Something that I’ve talked about at great length with my clients (and my coworkers, and friends and family at inappropriate times) is the concept of data grain. What is grain? Grain is the level to which data gets aggregated in order to report a metric.
One of the richest areas to mine for examples of this concept is the sport of baseball, which is rich with example statistics. Let’s think about baseball for a moment and talk about batting average. Now, batting average is a fairly simple statistic - it’s simply the number of hits achieved divided by the number of at-bats taken. Easy enough.
But what is its grain? I get different answers when I ask this question. When I ask this question of clients during a design session they almost universally - initially, at least - respond that the grain of batting average is “player”, that is, that we calculate the batting average on a player-by-player basis. When I ask this question of family, on the other hand, their response is almost universally “shut up about this already and pass the stuffing.”

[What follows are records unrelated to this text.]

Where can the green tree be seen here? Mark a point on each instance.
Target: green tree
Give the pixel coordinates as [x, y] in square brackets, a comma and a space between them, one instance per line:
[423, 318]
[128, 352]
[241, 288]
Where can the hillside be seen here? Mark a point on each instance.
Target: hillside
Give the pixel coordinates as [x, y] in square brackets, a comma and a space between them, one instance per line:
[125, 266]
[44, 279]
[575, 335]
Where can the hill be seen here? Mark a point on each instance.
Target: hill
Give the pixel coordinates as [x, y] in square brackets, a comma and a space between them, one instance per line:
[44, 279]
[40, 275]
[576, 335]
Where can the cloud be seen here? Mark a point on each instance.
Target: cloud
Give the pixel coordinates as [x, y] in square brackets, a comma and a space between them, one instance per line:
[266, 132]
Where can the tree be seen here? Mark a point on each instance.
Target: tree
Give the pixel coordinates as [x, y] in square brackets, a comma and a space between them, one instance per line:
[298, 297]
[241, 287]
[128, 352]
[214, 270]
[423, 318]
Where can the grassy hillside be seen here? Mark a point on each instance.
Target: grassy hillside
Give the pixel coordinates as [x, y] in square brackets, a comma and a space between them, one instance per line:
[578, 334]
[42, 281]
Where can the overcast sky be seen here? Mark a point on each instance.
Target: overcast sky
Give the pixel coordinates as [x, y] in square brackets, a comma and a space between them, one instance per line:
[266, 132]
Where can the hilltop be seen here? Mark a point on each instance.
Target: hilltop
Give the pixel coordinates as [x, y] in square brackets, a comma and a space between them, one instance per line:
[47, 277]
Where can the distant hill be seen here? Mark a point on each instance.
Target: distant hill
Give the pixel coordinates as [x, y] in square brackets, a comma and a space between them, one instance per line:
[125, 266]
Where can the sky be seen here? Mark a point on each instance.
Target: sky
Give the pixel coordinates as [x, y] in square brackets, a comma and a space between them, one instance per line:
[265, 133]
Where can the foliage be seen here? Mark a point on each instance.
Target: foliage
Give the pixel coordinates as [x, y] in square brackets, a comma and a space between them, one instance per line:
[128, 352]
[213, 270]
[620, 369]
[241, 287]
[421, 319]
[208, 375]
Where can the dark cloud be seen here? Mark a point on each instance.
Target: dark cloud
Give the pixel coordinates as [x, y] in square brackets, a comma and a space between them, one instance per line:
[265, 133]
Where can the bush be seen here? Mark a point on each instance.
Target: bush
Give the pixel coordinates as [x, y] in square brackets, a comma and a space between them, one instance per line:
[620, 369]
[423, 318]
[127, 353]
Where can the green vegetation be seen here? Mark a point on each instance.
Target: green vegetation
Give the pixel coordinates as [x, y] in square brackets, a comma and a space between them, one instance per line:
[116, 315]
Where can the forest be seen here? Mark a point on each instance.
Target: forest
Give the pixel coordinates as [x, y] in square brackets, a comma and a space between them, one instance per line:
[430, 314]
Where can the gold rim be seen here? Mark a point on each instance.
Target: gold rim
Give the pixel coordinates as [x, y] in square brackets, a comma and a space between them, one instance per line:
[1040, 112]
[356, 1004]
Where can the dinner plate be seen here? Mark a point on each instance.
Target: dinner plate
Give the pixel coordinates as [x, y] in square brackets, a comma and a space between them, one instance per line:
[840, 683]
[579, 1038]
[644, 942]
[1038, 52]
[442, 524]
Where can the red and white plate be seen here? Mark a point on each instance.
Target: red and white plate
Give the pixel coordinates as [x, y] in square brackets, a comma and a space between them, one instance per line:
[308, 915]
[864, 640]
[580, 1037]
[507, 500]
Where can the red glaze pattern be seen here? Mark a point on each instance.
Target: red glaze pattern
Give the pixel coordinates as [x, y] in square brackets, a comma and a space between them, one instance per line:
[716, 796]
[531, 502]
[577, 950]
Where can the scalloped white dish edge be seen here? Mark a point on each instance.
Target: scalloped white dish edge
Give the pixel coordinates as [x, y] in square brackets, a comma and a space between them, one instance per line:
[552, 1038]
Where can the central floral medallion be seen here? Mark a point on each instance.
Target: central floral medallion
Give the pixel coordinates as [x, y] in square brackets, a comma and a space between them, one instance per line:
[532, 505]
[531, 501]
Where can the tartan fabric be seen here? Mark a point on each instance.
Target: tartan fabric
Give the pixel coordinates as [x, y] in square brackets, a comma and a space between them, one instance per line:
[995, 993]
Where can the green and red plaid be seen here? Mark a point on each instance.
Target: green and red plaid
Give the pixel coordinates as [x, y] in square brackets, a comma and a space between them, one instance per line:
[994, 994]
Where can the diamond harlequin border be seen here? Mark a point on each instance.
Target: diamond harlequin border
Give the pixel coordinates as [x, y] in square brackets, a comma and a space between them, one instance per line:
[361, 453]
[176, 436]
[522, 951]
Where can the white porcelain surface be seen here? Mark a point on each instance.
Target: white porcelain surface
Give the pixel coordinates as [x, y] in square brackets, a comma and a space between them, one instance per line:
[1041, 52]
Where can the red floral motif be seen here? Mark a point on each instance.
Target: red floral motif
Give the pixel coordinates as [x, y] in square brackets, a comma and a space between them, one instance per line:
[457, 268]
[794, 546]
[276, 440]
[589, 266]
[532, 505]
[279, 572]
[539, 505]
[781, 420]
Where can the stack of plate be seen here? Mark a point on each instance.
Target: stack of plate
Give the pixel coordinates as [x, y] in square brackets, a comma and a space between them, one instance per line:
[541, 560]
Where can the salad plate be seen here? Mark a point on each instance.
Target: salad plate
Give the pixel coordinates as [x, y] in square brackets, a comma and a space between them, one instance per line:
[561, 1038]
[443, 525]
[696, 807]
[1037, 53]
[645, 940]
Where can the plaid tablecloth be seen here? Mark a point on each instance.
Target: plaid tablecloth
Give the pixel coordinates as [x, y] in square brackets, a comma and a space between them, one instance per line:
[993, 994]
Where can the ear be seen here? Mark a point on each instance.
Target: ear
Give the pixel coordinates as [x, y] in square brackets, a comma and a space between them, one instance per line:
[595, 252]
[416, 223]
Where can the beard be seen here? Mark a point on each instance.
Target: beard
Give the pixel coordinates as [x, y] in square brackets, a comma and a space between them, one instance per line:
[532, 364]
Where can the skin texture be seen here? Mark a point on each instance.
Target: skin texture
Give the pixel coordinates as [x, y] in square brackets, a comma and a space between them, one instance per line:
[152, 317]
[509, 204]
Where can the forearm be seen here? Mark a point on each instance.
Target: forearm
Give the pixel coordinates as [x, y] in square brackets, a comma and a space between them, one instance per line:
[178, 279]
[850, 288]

The fact is, though, that while my clients have been partially right - the grain of batting average can be player - that’s not the end of the story. Batting average can also be calculated for an entire team, for example, or for a player in a given season, or for a team in a given season, and so forth. Understanding this generally encourages data engineers, analysts and others to do two things that are important from a data governance perspective:
Naming columns in a way that helps to clarify the grain of particular metrics
Constructing calculations for these metrics in a manner that is reusable across different grains
The second one is particularly important; if tomorrow everyone agreed that batting average would be redefined, it would be much simpler to change the logic that calculates it in one place and have it to apply to all grains rather than to have to search it down in multiple places and replace the logic in each situation (it’s much less prone to error, too).
Another advantage of thinking about metrics in terms of their grain is that it allows us to contextualize and organize our thought process a bit more clearly; this makes, among other things, data gap analysis more productive by letting our teams ideate about possible data usage without immediately needing to worry about which physical table a metric needs to be stored on.
It’s an important concept to keep in mind and one to make sure you discuss - just, perhaps, not on Thanksgiving.